Вилла Пратьяхара
Шрифт:
Внезапно звук прекращается. На миг дом околдовывает густая тишина, даже волны снаружи замирают перед скалами, но через несколько секунд я вздрагиваю от звука упавшей и разбившейся в ванной склянки. (Возможно, тарелочки с моими кольцами или флакона духов, стоящих на столике под окном?) Значит бечевка благополучно развязана, и жуткий визитер уже в доме!
Я впиваюсь ногтями в руку Арно и отдаю себе в этом отчет лишь после того, как он слегка трясет кистью, пытаясь ослабить мою хватку.
— Где тут выключатель? — шипит он мне в ухо.
— Прямо над тобой.
Арно перекладывает в руке топор и опирается одной рукой о пол.

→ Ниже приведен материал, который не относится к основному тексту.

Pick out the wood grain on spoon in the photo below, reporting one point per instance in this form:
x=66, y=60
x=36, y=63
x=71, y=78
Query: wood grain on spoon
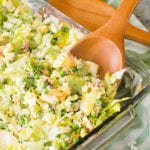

— Я сейчас встану, а ты залезь за кресло и не шевелись. Когда он зайдет, я резко зажгу
В коридоре раздаются неуверенные шаги, скрипит, открываясь, дверь ванной комнаты и по растрескавшейся штукатурке коридорной стены начинает бегать тусклый луч от карманного фонарика. Я перестаю дышать. Фонарик на миг пропадает (пошел в сторону кухни?!), но тут же возвращается обратно и скользит по стене гостиной, выхватывая узорные детали деревянного секретера, изогнутые медные ручки на маленьких декоративных ящичках, неожиданно дергаясь, ослепив себя собственным отражением в зеркале и, наконец, замирая в метре от моего кресла. Я сжимаюсь в клубок и закрываю рот ладонями, пытаясь унять дрожь в челюсти. Забавно, проносится у меня в голове, насколько же некоторые заезженные образы, вроде «дрожать коленями» или «стучать зубами», оказывается, совершенно физиологически правдивы.
— Стоять! — неожиданно выкрикивает Арно, я вздрагиваю, и в тот же миг комната озаряется светом от люстры.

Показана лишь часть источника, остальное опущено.